Two articles published independently yesterday show just how corrrupt transport policy has become.

Alan Davies, at the Urbanist, argues in Is Labor Genuine About Building Melbourne Metro that neither party has any intention of starting the Metro project in the next term. The Liberal’s realignment to suit the propoerty developers in Montague means that the 50 million planning over the last four years has to be restarted. Labor is using the level crossings as an excuse to delay the project. In any case, it would require a change or heart in the Abbot Governemnt (or a change of governmnet) to get federal funding for a rail project. Even if that was forthcoming, both parties are now committing to signing the East-West’ Link $18 billion cheque for $1million per metre, bankrupting the city for a generation.

Also published yesterday was an article in The Conversation by Associate Professor Philip Laird of the University of Wollongong called Australia’s transport is falling behind on energy efficiency. Laired is a Fellow of the Chartered Institute of Logistics and Transport and a Companion of the Institution of Engineers.

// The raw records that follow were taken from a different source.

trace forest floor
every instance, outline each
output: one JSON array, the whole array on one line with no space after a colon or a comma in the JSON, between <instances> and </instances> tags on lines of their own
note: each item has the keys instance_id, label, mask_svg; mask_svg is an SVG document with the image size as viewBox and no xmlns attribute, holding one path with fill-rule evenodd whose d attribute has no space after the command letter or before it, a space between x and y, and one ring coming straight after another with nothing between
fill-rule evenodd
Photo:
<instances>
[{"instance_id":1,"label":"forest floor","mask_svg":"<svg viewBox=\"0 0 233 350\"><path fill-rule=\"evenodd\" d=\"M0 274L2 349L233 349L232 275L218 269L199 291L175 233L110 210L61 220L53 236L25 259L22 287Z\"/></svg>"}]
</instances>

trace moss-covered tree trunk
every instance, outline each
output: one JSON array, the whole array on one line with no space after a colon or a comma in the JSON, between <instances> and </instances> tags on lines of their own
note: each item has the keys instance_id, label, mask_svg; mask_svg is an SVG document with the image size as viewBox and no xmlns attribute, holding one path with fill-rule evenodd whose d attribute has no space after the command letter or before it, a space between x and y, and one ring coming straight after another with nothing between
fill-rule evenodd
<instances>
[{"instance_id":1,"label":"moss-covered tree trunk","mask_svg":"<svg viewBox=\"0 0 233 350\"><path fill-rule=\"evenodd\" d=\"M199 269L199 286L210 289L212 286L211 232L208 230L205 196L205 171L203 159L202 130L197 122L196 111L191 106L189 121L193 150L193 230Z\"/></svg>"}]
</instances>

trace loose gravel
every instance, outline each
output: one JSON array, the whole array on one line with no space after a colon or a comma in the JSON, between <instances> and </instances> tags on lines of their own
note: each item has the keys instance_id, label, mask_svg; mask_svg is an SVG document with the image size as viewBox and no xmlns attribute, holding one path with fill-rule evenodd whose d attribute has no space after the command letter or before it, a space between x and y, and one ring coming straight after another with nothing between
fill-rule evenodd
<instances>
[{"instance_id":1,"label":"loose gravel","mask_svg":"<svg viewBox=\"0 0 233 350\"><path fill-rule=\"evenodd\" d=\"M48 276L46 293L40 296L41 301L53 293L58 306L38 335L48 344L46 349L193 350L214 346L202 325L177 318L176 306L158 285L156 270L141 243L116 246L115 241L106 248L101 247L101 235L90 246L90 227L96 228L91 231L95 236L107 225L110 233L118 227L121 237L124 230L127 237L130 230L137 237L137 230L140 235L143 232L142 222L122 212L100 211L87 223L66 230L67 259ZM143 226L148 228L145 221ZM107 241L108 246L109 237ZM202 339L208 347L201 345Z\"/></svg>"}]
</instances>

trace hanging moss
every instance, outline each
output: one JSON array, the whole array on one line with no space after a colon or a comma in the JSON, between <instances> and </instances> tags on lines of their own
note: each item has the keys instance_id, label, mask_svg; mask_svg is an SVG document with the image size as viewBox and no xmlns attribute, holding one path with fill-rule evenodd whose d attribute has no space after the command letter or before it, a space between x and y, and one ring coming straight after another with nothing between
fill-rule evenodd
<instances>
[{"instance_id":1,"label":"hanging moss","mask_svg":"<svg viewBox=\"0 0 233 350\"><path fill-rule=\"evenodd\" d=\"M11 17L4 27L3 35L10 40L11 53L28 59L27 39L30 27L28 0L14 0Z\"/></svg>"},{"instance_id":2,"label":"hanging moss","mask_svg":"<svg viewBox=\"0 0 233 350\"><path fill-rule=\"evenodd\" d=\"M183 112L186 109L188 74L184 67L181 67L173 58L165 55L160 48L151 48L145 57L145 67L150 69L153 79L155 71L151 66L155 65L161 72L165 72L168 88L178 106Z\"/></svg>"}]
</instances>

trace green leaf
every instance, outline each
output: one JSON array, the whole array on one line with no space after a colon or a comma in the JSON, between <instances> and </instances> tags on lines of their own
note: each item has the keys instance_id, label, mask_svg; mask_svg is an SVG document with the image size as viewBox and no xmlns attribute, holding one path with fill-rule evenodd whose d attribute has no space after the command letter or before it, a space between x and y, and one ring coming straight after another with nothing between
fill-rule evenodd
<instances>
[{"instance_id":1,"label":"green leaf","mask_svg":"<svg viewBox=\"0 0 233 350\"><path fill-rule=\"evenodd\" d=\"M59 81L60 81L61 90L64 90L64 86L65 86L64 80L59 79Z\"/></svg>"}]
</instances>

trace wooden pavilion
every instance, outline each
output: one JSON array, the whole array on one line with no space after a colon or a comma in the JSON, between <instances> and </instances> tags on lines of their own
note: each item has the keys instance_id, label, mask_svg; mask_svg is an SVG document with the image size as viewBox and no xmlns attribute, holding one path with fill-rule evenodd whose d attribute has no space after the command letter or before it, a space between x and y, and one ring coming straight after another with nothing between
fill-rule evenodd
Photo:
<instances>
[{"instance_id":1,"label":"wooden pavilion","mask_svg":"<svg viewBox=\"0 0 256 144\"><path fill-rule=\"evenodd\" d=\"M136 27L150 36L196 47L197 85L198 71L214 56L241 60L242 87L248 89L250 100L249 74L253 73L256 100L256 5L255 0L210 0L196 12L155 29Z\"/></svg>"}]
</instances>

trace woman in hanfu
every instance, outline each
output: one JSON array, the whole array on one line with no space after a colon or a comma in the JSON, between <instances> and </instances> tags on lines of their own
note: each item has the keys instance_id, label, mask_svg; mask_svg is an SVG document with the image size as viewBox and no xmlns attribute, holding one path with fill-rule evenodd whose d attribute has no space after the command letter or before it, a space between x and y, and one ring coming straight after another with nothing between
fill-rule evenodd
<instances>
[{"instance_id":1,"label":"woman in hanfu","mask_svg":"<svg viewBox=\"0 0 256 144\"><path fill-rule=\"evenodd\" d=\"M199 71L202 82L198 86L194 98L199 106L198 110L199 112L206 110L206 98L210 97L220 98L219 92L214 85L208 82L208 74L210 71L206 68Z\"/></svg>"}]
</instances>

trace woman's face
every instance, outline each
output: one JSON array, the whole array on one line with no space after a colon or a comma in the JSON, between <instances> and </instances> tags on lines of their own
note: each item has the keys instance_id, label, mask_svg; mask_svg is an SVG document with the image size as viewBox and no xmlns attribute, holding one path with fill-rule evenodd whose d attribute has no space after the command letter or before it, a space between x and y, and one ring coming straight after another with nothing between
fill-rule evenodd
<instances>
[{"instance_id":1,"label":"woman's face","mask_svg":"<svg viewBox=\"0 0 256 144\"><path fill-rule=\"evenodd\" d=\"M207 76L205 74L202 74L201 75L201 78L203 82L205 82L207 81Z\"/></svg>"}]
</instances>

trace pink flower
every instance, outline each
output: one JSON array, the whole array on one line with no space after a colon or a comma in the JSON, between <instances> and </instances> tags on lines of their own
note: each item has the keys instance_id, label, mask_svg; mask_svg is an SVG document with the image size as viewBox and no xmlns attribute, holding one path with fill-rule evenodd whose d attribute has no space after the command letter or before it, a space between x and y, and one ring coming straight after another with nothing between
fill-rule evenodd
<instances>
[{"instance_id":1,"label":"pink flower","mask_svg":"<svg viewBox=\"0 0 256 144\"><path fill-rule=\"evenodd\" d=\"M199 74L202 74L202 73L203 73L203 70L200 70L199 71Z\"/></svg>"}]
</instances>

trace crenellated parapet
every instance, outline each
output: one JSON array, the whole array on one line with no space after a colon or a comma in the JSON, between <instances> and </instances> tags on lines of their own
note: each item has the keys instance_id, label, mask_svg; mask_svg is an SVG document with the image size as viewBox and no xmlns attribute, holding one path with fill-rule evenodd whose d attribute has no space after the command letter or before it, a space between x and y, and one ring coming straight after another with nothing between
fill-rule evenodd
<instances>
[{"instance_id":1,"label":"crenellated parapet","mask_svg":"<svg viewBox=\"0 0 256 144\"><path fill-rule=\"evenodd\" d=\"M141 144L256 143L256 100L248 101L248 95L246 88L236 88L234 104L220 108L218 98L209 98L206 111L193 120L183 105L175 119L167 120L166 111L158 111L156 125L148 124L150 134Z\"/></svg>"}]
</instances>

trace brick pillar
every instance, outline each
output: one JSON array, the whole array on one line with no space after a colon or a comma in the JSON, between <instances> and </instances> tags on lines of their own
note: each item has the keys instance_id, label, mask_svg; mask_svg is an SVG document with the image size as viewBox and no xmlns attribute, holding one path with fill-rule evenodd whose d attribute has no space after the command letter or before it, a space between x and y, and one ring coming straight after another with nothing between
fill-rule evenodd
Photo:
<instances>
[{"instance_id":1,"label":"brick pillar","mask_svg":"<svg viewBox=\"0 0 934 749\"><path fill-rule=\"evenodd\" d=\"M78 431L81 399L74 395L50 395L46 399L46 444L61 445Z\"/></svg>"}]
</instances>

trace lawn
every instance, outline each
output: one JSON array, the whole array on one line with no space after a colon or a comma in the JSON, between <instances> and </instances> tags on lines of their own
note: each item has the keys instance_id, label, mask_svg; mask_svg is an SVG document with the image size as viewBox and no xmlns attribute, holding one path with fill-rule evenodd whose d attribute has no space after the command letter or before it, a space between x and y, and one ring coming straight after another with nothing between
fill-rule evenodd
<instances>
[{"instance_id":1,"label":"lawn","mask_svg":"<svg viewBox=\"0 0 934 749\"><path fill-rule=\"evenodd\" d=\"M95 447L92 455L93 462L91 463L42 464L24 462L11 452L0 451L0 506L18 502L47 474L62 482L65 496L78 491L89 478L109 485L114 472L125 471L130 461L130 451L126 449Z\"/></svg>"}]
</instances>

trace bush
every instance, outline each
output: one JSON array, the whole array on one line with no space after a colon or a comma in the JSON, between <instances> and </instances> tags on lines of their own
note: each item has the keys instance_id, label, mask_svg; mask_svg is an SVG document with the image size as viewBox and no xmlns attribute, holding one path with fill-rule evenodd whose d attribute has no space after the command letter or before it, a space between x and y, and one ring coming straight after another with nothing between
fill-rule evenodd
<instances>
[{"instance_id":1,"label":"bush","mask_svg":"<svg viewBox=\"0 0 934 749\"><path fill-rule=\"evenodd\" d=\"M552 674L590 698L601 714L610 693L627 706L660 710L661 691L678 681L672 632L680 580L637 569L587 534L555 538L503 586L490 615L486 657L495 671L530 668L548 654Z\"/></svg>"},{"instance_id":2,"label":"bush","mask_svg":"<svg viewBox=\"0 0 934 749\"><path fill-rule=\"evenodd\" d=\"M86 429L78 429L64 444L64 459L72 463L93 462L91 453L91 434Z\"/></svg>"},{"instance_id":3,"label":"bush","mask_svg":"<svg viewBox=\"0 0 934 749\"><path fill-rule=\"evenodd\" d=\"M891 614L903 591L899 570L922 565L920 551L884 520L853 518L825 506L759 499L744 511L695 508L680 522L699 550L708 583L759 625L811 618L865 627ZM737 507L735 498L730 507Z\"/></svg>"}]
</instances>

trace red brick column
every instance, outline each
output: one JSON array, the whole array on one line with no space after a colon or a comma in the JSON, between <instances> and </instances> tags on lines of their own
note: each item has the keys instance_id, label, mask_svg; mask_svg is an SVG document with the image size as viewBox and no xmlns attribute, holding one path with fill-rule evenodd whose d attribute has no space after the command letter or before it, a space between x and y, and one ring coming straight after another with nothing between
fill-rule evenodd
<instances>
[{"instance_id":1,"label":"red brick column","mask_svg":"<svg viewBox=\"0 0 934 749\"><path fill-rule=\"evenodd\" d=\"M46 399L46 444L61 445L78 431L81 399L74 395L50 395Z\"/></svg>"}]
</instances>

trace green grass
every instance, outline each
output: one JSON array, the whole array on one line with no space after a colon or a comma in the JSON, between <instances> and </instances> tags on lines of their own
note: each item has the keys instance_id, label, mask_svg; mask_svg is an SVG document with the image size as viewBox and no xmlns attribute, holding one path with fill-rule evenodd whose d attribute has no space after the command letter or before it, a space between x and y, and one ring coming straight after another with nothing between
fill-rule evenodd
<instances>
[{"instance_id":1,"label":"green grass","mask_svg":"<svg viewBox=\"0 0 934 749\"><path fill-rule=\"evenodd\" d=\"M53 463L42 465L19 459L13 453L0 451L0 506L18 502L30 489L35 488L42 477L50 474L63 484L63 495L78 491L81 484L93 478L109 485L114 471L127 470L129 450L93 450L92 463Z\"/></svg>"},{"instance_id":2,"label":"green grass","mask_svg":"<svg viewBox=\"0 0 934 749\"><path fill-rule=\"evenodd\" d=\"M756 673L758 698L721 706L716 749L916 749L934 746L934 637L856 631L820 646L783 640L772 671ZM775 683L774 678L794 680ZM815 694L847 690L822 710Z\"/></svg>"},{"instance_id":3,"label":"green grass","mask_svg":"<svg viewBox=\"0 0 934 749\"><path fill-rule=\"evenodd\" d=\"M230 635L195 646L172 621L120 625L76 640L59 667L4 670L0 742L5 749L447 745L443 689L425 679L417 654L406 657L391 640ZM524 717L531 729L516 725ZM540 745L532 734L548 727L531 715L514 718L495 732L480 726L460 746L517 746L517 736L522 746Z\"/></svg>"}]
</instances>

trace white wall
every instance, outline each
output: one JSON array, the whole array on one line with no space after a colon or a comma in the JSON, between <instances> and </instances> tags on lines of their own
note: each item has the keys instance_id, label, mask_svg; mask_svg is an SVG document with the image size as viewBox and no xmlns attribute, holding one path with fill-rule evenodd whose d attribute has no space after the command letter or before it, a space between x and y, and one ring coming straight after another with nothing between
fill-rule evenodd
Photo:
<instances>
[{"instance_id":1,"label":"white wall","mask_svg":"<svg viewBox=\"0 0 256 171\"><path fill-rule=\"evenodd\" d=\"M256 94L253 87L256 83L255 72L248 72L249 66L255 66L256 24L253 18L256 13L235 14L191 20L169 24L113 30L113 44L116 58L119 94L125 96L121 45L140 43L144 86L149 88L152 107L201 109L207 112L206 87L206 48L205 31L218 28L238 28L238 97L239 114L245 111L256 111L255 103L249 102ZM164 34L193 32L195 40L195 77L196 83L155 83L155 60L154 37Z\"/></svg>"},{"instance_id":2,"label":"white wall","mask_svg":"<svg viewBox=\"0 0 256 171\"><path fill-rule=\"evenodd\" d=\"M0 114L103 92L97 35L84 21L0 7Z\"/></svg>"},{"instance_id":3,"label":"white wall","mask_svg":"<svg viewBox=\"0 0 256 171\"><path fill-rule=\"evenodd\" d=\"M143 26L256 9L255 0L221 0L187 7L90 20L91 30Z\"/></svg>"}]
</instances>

Laird reports that in a recent OECD study, Australia ranked last of 16 countries for transport efficiency. As if that wasn’t bad enough, we are the only country that is actualy going backward. The reason? we are trasferring more transport from rail back to road.

“During 2011-12, cars, buses and trucks used nearly 32 billion litres of petrol, diesel, and LPG. By way of contrast, rail used 1.67 billion litres of diesel (or its electricity equivalent) in a year for a smaller passenger task but a larger freight task than road. This reflects the fact that rail is much more energy efficient than road transport to move people and freight.” All our investment (runnning at $20b per year) is now going into roads.

These reports come on top of the Auditor General, John Doyle’s report that said there were 1483 deaths related to air pollution in 2012, a leap from 882 deaths in 2005. At the same time, 20 other countries, including the United Kingdom, United States and Germany, had decreases in their pollution-related death. Mr Doyle cited a 2014 Organisation for Economic Cooperation and Development report that suggested this was due to stricter vehicle emissions in those countries.  The cost of these pollution-related deaths to Australia was $5.8 billion in 2010. It was estimated that 50 per cent could be attributed to air pollution from road transport, the Auditor General’s report said.  [Deborah Gough, The Age, August 20]

Australia is not just at the bottom of the class, but we are also the only country going backwards.